Stéphanie Roussette et Baptiste Delalonde ont commencé leur carrière en hospitalier. Une étape obligatoire pour les jeunes diplômés. "J'étais en soins de suite dans une petite structure privée", raconte Baptiste Delalonde. "Ils essayaient de rentabiliser énormément : peu de personnel, peu de moyens, beaucoup de travail et pas forcément de reconnaissance. Je me suis dit : autant bosser comme un dingue, mais bosser pour moi !"
Fin 2006, le jeune infirmier revient dans sa ville natale et devient libéral. Diplômée depuis 1997, sa collègue a, elle, attendue quelques années de plus. "On arrive jeune sur le marché... A 22 ans, je ne savais pas ce qu'était le libéral", explique Stéphanie Roussette, à son compte depuis dix ans. "Il y a un monde entre ce que l'on imagine, entre l'hospitalier et les soins à domicile, il y a vraiment une barrière entre les deux. Les hospitaliers n'imaginent pas ce qu'il s'y passe."
Pour les hospitaliers, il n'y a pas de vie après l'hôpital. Nous, on doit être disponible 24 heures sur 24.
Stéphanie Roussette
Troubles psychiatriques, diabète, soins d'urgence, palliatifs ou post-opératoires, Baptiste et Stéphanie rappellent qu'aucun infirmier libéral ne se contente de faire des prises de sang. "On réalise tout acte sur prescription, tous les soins d'hygiène", relève Stéphanie Roussette. Avec parfois, quelques surprises, entre ceux qui ouvrent la porte dans le plus simple appareil, en slip... Ou ceux qui n'ouvrent pas du tout.

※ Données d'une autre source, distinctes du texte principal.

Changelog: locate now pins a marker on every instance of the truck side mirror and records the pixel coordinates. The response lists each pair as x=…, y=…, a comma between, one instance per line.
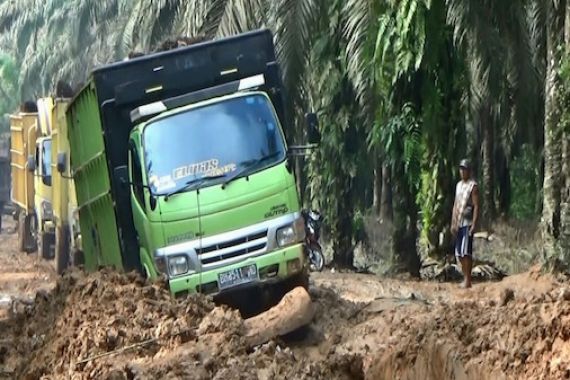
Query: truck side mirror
x=121, y=174
x=313, y=128
x=61, y=162
x=31, y=164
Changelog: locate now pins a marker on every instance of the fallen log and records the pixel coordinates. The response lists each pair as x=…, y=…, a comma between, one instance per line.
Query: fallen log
x=295, y=310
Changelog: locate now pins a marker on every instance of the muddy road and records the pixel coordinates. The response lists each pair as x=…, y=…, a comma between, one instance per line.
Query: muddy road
x=116, y=326
x=21, y=275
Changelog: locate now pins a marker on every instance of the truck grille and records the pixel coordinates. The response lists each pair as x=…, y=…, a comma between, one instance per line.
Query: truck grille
x=230, y=249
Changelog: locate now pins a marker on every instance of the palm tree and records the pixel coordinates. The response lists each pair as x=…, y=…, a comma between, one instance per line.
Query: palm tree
x=502, y=78
x=555, y=12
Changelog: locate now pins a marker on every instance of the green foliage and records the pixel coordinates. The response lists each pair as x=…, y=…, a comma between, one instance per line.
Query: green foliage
x=393, y=81
x=9, y=90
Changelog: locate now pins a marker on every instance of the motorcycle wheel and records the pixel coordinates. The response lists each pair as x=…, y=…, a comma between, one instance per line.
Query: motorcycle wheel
x=316, y=258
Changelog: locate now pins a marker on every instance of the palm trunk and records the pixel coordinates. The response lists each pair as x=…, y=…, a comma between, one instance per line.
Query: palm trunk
x=565, y=193
x=377, y=202
x=552, y=132
x=504, y=184
x=386, y=211
x=405, y=256
x=488, y=167
x=342, y=229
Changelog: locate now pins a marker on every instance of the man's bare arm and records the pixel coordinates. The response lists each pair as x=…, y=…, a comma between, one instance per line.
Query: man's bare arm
x=475, y=200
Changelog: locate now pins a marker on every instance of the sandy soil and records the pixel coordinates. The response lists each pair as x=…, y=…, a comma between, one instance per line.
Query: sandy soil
x=118, y=326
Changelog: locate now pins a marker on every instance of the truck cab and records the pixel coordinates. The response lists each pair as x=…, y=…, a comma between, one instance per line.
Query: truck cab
x=213, y=195
x=44, y=228
x=39, y=164
x=182, y=169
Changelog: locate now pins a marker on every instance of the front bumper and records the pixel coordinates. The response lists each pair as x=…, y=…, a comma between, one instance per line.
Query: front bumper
x=272, y=267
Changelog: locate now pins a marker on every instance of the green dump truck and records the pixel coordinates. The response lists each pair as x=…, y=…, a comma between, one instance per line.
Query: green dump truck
x=181, y=168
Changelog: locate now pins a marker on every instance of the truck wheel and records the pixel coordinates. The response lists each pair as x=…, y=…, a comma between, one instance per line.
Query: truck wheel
x=29, y=232
x=45, y=246
x=62, y=254
x=22, y=237
x=78, y=258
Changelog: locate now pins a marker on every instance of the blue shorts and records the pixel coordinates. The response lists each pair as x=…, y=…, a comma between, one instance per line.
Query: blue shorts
x=464, y=243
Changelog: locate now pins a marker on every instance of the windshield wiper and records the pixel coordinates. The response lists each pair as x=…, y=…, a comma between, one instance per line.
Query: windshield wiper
x=250, y=166
x=192, y=184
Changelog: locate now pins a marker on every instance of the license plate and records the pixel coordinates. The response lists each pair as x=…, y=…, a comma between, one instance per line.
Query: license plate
x=238, y=276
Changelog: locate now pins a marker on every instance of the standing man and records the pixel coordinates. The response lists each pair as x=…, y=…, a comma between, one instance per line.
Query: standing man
x=464, y=219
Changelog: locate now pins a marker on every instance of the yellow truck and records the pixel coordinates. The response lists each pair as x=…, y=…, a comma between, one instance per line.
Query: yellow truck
x=23, y=138
x=40, y=165
x=64, y=201
x=4, y=173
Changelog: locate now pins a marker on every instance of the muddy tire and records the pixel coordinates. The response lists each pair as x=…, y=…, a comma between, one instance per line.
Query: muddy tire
x=62, y=253
x=301, y=279
x=26, y=234
x=45, y=245
x=22, y=239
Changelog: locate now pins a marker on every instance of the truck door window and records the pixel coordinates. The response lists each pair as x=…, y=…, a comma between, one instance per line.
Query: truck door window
x=46, y=162
x=136, y=175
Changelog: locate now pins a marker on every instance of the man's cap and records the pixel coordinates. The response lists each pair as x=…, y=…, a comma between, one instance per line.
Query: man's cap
x=465, y=164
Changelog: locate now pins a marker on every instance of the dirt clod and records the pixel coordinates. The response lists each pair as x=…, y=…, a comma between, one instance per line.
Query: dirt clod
x=507, y=295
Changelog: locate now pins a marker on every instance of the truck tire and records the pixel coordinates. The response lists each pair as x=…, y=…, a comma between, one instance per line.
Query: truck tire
x=22, y=237
x=62, y=253
x=45, y=245
x=29, y=242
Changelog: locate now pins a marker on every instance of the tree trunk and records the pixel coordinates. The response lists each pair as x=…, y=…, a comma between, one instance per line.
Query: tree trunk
x=488, y=167
x=377, y=203
x=565, y=192
x=405, y=256
x=386, y=209
x=343, y=255
x=504, y=184
x=552, y=132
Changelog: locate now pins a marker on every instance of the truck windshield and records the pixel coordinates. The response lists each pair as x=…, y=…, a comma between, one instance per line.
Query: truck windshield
x=216, y=140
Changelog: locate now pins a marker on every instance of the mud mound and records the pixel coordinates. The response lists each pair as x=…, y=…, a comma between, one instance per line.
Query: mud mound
x=503, y=338
x=114, y=326
x=85, y=316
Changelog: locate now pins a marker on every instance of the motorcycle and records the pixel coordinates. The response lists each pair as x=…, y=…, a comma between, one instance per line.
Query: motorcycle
x=312, y=233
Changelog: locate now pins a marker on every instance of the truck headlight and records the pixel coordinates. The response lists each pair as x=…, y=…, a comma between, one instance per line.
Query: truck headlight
x=178, y=265
x=291, y=234
x=47, y=211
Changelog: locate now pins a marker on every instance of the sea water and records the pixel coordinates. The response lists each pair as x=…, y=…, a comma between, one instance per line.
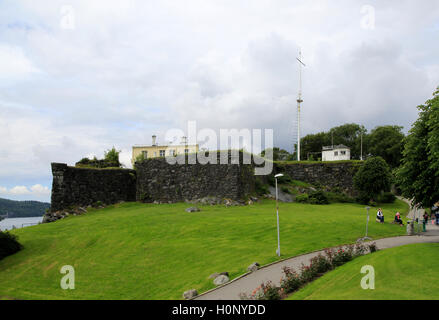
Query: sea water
x=8, y=224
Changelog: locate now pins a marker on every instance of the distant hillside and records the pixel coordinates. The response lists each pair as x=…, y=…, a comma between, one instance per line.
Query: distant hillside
x=19, y=209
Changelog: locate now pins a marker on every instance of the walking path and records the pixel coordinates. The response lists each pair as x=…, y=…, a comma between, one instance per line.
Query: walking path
x=249, y=282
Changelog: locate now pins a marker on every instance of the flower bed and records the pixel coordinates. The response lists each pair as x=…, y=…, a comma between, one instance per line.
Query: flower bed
x=293, y=280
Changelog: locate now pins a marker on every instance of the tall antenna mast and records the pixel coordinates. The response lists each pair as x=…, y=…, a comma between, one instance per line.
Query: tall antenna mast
x=299, y=101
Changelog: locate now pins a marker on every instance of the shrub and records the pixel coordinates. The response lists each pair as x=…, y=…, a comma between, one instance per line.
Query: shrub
x=373, y=177
x=339, y=197
x=307, y=274
x=286, y=190
x=286, y=179
x=266, y=291
x=320, y=264
x=98, y=204
x=260, y=188
x=386, y=197
x=372, y=247
x=8, y=244
x=340, y=257
x=112, y=155
x=302, y=198
x=318, y=197
x=291, y=281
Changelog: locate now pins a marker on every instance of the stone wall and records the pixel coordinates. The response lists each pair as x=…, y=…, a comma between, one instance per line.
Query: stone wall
x=331, y=174
x=157, y=180
x=84, y=186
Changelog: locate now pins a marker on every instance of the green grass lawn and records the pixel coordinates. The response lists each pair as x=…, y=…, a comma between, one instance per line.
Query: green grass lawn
x=146, y=251
x=402, y=273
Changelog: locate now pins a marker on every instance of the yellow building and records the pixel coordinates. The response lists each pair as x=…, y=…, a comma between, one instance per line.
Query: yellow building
x=155, y=150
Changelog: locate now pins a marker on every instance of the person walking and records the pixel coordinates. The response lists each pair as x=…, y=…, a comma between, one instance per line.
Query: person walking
x=380, y=215
x=424, y=223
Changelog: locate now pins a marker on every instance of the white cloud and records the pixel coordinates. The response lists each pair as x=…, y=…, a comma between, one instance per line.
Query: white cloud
x=36, y=190
x=19, y=190
x=14, y=65
x=133, y=68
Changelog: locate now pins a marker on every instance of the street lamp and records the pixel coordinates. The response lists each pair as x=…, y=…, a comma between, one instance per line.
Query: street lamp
x=277, y=213
x=367, y=227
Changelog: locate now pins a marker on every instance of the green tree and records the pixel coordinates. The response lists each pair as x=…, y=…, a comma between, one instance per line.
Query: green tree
x=372, y=178
x=418, y=176
x=386, y=142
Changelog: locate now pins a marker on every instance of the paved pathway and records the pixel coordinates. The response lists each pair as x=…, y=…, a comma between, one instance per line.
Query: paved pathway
x=249, y=282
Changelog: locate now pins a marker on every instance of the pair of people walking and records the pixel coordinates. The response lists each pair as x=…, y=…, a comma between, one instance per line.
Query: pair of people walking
x=380, y=217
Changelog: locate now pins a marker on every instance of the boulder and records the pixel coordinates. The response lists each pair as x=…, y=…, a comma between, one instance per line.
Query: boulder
x=190, y=294
x=253, y=267
x=220, y=280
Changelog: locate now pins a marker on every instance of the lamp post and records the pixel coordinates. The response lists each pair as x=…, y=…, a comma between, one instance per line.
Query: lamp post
x=367, y=223
x=277, y=214
x=367, y=227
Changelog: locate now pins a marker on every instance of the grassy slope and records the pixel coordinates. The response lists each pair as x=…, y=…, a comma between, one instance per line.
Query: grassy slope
x=145, y=251
x=401, y=273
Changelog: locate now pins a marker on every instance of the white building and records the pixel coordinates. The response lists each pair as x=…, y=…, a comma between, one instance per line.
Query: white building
x=336, y=153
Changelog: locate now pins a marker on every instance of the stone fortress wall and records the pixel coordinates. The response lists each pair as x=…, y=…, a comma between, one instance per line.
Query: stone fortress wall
x=155, y=180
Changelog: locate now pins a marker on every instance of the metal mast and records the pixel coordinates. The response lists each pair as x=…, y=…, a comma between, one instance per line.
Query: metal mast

"Il faut être débrouillard, ne pas se laisser intimider. Il peut se passer tout et n'importe quoi, à n'importe quel moment", admet l'infirmière. "Une patiente m'a appelée parce-que les points de suture de son hallux valgus s'étaient détachés. Je lui ai dit que je n'étais pas médecin... Mais bon, j'y suis quand même allée." "Les gens nous appellent pour tout et n'importe quoi. Ils ne vont pas forcément spontanément voir le pharmacien, le médecin. C'est tout de suite l'infirmier", évoque de son côté Baptiste Delalonde. "On exerce, grosso-modo, le métier où il faut être le plus réactif vis-à-vis des patients. On est au centre de tout."

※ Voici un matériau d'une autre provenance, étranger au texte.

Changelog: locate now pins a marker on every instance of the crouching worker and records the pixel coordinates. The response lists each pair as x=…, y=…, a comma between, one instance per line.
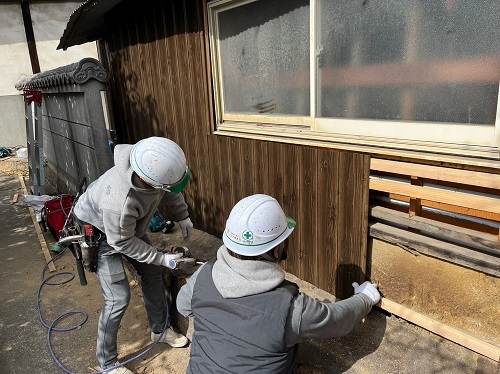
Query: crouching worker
x=120, y=205
x=247, y=317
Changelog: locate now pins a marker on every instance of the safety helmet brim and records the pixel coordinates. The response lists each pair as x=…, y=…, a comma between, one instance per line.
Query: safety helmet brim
x=248, y=249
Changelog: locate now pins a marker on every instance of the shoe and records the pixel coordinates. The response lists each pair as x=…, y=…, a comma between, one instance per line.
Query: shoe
x=120, y=370
x=171, y=337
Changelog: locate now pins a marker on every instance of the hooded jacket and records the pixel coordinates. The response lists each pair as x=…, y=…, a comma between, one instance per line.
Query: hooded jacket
x=306, y=319
x=119, y=205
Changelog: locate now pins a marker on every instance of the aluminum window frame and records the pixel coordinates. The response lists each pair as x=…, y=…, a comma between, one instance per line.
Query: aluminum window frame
x=340, y=131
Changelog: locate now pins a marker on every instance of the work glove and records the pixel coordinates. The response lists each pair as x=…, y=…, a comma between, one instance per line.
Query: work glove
x=369, y=289
x=186, y=227
x=169, y=260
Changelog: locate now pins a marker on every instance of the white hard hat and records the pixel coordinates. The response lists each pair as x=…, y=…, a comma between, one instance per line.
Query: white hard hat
x=255, y=225
x=161, y=163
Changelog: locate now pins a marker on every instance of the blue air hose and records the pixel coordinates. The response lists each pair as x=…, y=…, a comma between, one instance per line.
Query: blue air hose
x=51, y=327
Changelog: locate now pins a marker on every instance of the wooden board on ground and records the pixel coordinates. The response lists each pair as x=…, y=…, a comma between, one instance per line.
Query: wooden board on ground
x=41, y=238
x=455, y=335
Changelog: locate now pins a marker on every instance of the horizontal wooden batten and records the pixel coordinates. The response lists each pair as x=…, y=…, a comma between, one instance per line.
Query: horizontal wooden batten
x=438, y=230
x=485, y=263
x=437, y=173
x=473, y=156
x=485, y=204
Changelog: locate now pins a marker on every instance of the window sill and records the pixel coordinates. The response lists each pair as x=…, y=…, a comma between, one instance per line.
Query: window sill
x=474, y=156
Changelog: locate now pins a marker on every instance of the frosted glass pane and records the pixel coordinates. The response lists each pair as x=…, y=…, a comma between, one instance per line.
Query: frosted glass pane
x=420, y=60
x=264, y=52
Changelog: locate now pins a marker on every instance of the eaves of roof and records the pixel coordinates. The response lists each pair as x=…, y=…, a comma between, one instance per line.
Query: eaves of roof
x=86, y=23
x=76, y=73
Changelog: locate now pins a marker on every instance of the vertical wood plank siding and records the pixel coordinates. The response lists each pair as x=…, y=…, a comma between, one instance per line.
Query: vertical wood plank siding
x=160, y=85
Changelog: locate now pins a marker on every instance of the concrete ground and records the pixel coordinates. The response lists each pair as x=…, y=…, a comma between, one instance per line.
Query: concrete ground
x=383, y=344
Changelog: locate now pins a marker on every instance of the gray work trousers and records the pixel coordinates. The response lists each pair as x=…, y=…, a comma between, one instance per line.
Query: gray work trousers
x=116, y=292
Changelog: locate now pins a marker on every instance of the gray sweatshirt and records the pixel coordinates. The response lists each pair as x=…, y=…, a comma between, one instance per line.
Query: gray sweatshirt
x=307, y=318
x=121, y=206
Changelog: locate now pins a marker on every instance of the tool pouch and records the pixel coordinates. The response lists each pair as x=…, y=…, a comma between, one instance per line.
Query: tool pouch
x=89, y=256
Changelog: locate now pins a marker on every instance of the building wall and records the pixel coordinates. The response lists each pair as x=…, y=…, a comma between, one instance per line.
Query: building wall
x=49, y=20
x=160, y=86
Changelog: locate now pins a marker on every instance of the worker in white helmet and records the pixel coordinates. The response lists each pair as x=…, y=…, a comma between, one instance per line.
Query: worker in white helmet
x=247, y=317
x=120, y=205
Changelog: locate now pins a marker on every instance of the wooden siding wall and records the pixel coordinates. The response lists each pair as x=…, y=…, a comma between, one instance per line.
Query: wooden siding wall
x=160, y=86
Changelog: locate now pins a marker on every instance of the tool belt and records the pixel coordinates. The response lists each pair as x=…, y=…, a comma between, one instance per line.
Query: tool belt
x=89, y=245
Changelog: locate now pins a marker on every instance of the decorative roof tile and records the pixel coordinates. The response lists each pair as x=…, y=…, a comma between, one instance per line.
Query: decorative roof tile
x=76, y=73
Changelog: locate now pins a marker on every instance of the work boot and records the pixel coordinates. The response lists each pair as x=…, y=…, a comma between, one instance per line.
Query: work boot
x=120, y=370
x=170, y=337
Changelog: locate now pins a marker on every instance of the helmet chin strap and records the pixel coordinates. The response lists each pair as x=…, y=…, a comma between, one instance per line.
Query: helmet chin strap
x=277, y=254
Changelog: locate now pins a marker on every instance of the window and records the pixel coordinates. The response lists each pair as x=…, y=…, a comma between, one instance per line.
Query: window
x=417, y=75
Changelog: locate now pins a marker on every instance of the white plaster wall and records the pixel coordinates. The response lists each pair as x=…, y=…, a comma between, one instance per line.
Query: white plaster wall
x=49, y=20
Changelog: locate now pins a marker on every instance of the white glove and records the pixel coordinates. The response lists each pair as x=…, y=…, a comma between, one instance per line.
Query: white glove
x=369, y=289
x=186, y=226
x=168, y=259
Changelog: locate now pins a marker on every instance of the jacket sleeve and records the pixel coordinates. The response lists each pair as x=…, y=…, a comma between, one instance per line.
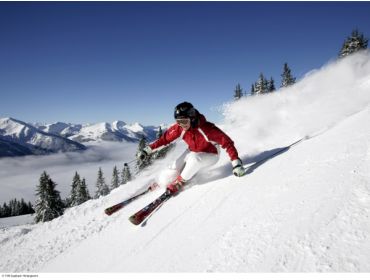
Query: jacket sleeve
x=217, y=135
x=169, y=136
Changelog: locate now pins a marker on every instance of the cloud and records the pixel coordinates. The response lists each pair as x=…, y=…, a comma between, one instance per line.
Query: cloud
x=20, y=175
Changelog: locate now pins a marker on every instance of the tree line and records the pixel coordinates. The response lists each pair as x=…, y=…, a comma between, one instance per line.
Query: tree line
x=353, y=43
x=15, y=208
x=49, y=204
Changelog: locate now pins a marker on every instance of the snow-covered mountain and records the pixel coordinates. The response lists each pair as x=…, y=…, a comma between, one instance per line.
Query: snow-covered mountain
x=20, y=138
x=117, y=131
x=305, y=209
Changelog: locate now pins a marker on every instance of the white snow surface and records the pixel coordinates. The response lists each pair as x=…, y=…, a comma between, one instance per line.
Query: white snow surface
x=304, y=210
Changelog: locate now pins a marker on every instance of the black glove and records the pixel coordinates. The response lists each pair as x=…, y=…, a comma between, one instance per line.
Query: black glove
x=238, y=169
x=144, y=153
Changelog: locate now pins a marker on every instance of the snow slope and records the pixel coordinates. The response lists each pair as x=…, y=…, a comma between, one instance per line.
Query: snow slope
x=306, y=209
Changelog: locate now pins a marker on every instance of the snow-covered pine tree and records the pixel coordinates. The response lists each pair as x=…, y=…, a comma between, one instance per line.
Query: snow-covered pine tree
x=115, y=179
x=82, y=193
x=253, y=92
x=287, y=77
x=48, y=203
x=76, y=182
x=260, y=86
x=353, y=43
x=102, y=188
x=271, y=85
x=126, y=174
x=238, y=92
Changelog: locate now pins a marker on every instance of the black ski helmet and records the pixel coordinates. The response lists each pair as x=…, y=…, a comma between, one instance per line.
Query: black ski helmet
x=185, y=110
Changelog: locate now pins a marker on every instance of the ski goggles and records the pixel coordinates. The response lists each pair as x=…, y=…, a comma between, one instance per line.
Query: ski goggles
x=183, y=121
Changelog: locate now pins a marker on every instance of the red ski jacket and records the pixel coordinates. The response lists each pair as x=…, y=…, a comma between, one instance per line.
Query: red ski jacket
x=203, y=138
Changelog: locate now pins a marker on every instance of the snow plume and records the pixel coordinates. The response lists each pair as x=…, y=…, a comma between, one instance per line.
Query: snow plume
x=320, y=100
x=19, y=176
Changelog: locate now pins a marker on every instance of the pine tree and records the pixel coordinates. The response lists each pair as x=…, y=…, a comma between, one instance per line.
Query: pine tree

"A domicile, on dépasse toujours un peu la distance"
Lorsqu'on lui demande si son métier est physique, Baptiste Delalonde sourit. Et liste : "On se lève tous les matins à 5h pour rentrer chez soi à 20h30. Monter 50, 60 fois dans la voiture, c'est dur pour les articulations. L'attention qu'on a sur la route du matin au soir, sous la pluie, le verglas, la neige, c'est éprouvant pour la vue. Soulever et déplacer les patients, c'est quelque-chose. Comme se baisser pour faire des pansements aux pieds ou aux genoux. On n'est pas docker non plus, mais on n'est pas assis derrière un bureau 24 heures sur 24."

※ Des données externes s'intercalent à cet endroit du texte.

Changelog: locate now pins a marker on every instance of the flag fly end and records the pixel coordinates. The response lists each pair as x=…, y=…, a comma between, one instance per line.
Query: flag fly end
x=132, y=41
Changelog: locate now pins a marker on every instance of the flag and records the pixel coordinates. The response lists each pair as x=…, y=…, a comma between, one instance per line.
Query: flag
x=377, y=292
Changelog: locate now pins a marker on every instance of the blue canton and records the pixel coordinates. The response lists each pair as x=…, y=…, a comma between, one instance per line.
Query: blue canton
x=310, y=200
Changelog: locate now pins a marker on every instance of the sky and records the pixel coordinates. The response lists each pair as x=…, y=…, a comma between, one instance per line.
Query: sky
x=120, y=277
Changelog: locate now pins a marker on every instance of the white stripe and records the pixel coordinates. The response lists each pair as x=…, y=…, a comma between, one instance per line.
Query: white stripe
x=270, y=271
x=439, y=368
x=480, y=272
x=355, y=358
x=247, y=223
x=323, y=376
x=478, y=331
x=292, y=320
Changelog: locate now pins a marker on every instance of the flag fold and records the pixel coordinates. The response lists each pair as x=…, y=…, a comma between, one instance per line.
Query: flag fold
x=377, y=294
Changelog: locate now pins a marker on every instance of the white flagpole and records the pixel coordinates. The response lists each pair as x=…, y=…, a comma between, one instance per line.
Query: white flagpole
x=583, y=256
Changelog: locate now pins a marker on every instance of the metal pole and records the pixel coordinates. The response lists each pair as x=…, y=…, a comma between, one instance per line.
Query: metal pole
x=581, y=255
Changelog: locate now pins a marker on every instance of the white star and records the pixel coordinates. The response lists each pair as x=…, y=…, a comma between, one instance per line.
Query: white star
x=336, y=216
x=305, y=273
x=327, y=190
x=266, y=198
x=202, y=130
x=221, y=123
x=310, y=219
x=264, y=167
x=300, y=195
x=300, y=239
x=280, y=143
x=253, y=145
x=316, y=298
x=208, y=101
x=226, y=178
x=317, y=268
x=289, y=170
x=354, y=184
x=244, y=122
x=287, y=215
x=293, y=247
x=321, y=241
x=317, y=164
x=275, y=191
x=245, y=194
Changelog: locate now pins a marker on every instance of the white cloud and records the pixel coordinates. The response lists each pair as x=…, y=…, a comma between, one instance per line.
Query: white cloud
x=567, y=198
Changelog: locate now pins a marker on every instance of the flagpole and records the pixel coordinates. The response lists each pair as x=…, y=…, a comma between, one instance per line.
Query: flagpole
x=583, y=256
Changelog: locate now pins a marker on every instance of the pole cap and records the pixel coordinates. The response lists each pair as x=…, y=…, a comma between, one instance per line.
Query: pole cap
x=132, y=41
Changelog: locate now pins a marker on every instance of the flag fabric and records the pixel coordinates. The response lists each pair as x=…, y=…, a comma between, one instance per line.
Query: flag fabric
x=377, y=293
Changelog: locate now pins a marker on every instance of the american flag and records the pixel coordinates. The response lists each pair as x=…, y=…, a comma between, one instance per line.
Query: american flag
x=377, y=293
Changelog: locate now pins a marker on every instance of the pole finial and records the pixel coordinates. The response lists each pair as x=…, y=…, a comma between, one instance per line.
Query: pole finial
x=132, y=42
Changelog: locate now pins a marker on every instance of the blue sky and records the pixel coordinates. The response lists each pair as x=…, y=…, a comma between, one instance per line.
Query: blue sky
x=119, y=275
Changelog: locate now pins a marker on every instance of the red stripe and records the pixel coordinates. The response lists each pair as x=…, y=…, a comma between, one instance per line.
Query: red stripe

Pour autant, le soignant âgé de 40 ans est loin d'être blasé. Et se dit toujours motivé par le contact avec les patients, indissociable du métier d'infirmier. "Le domicile je trouve ça plus intéressant que l'hôpital", estime-t-il. "Les gens, ce sont eux qui nous choisissent. La confiance est là d'emblée. Quand on est à l'hôpital, les gens n'ont pas envie d'être là, ils n'ont pas choisi leurs infirmiers, ils subissent tout. Là, c'est tout le contraire."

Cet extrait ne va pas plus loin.